CATANIA – «Questa città ha bisogno soprattutto di legalità, di recuperare il senso della legge e soprattutto della giustizia. Abbiamo una città che è soffocata dalla criminalità mafiosa che sta spiazzando l’imprenditoria sana. Abbiamo bisogno che le cose cambino. Assolutamente». Questo il primo, forte messaggio lanciato dal nuovo procuratore della Repubblica a Catania, Carmelo Zuccaro.
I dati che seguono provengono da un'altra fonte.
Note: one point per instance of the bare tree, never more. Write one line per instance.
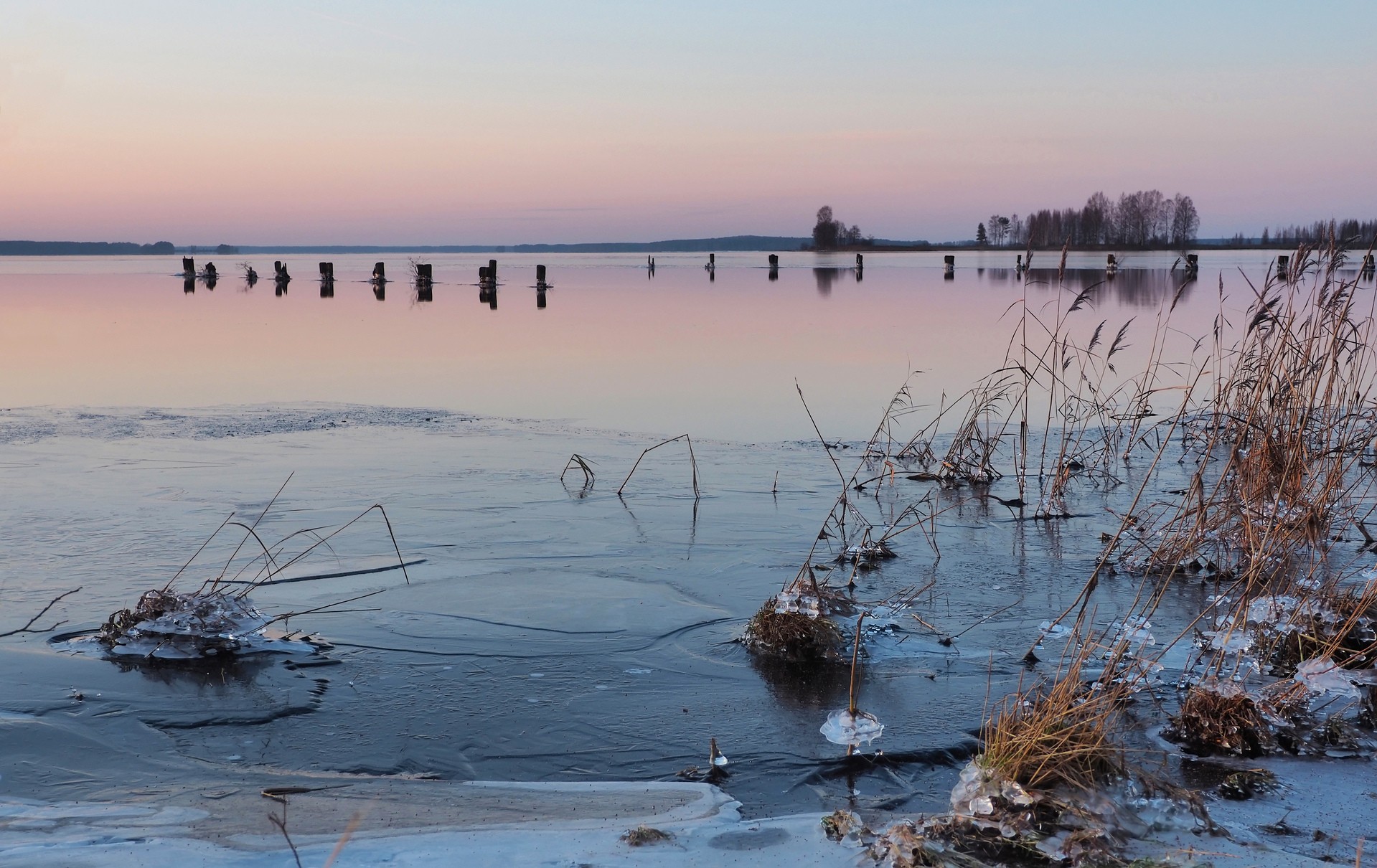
(1186, 222)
Una nomina quella del CSM che una volta tanto sembra non provocare polemiche e riscuote unanimi consensi, così come fu per il precedente procuratore, Giovanni Salvi, che non a caso fu scelto anche per la sua estraneità al “territorio” e alla “società” catanese, dopo che i rapporti di alcuni alti magistrati avevano fatto adombrare sospette prudenze da parte degli organi giudiziari etnei in indagini particolarmente delicate, tra queste, non certo unica e ultima, quella sui rapporti tra l’ex presidente della Regione Raffaele Lombardo e organizzazioni criminali. Processo che si è concluso con la condanna in primo grado per concorso esterno.
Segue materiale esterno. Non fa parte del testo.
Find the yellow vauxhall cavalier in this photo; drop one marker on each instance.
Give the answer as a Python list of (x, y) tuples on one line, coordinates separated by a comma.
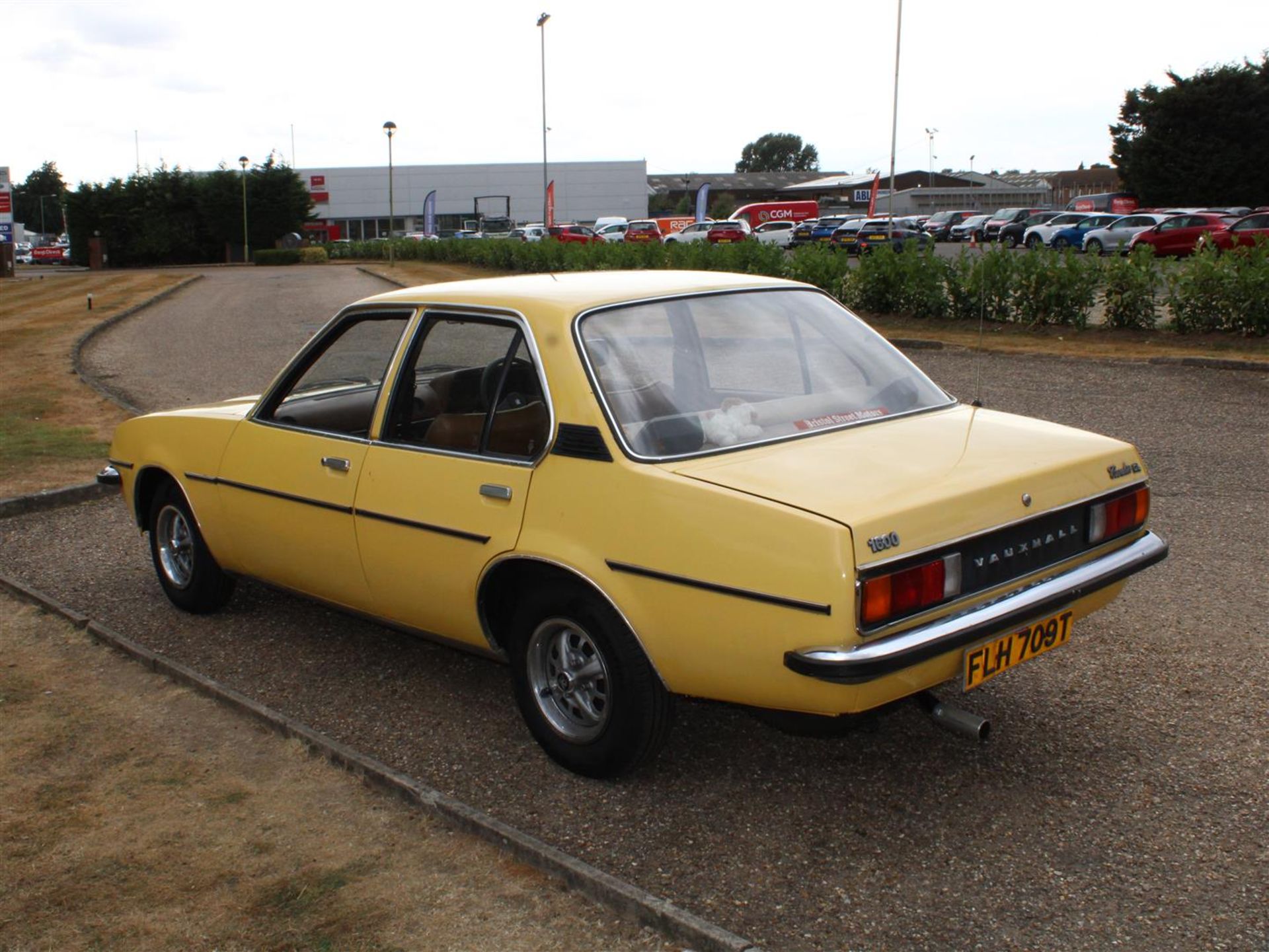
[(642, 484)]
Particolarmente attesa era quindi la designazione del primo procuratore del “dopo Salvi”: nel segno della continuità o con un rischioso ritorno al passato? Carmelo Zuccaro, da sempre lontano dai salotti buoni e da quelli della politica, pur catanese a tutti gli effetti, non ha riserve che possano benché minimamente mettere in discussione l’autorevolezza del suo ruolo, anche per lo stile di vita misurato e prudente, così come lo è Michelangelo Patanè che ha “traghettato” la procurato da un Salvi a Zuccaro.

E autorevole è stato il suo primo intervento pubblico, in occasione dell’insediamento ufficiale, stamattina al palazzo di giustizia di Catania, che in anni non lontanissimi fu avvolto da polemiche, dubbi, sospetti, ma che ha anche accolto magistrati di altissimo profilo, come lo stesso Zuccaro ha ricordato.
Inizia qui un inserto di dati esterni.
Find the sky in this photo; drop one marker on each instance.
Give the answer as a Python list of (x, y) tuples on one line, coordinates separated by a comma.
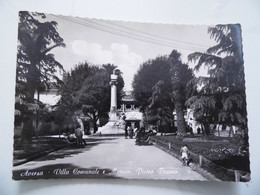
[(125, 44)]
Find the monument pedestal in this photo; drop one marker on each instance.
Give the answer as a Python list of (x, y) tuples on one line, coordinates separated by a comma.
[(114, 126)]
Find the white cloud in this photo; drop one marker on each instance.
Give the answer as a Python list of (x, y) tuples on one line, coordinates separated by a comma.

«Il procuratore Salvi – ha sottolineato il suo successore – ha operato in maniera formidabile in questa città. Ha fatto un lavoro di squadra motivando benissimo le persone e alcuni risultati che sembrano individuali sono in realtà di squadra. La nomina mia e quella del collega Bertone a Caltanissetta, in due delle Procure Distrettuali più importanti, è il risultato di questo lavoro di gruppo. Credo che sia questo lo spirito nella scelta del Csm, una nomina fatta nel segno della continuità».

“Pur essendo consapevole della difficoltà sono orgoglioso e felice -continua il nuovo procuratore capo – la Procura di Catania costituisce una squadra di formidabile qualità, per una tradizione risalente nel tempo, io posso fare riferimento ai tempi in cui un grande magistrato, che io ricordo con commozione, Giuseppe Gennaro, raccoglieva le deposizioni dei collaboratori di giustizia per avviare il primo maxi processo che a Catania stroncava definitivamente, almeno per un paio di anni, le cosche che avevano creato un bagno di sangue tra Paternò e Biancavilla. Ricordo Gabriele Alicata, un grandissimo magistrato che ha portato la Procura di Catania a traguardi più efficienti ed efficaci e poi la Procura retta da Mario Busacca e da Enzo D’Agata e da ultimo Giovanni Salvi, un magistrato che ha fatto di questa Procura una grande squadra che ha conseguito risultati che il procuratore della Direzione nazionale Antimafia Carlo Caponcello (da qualche settimana nuovo avvocato generale) ha definito straordinari”. “E’ una Procura che si avvale di magistrati che fanno sentire forte il senso dello Stato in questi uffici e a questo si aggiunge un personale amministrativo che riesce a sopperire alle gravi carenze con impegno e passione, ricevendo il plauso degli ispettori ministeriali. Da soli non si consegue alcun risultato, i risultati si conseguono solo se la squadra funziona, ed è alla squadra che io faccio appello e traggo da questa squadra conforto per puntare ai traguardi che questa squadra si prefigge. Per produrre questi risultati è necessaria la collaborazione con il Tribunale, mi ricordo quando l’attuale presidente elaborò un importante protocollo per le udienze, sono stato veramente orgoglioso di trovare un presidente del Tribunale ben consapevole delle difficoltà organizzative di questo ufficio e del fatto che bisognava lavorare insieme”.

Il procuratore Zuccaro ha sottolineato l’impegno e i risultati della Procura etnea contro i trafficanti di essere umani, con l’indispensabile sinergia con la marina Militare e le Capitanerie di porto

Un augurio, alla fine: “Forte dell’appoggio di questa squadra, di questa sinergia di forze, mi accingo ad assumere questo compito al quale dedicherò tutto il mio impegno professionale. Desidero che Catania dia una risposta alla sete di giustizia che sia sempre più efficace”.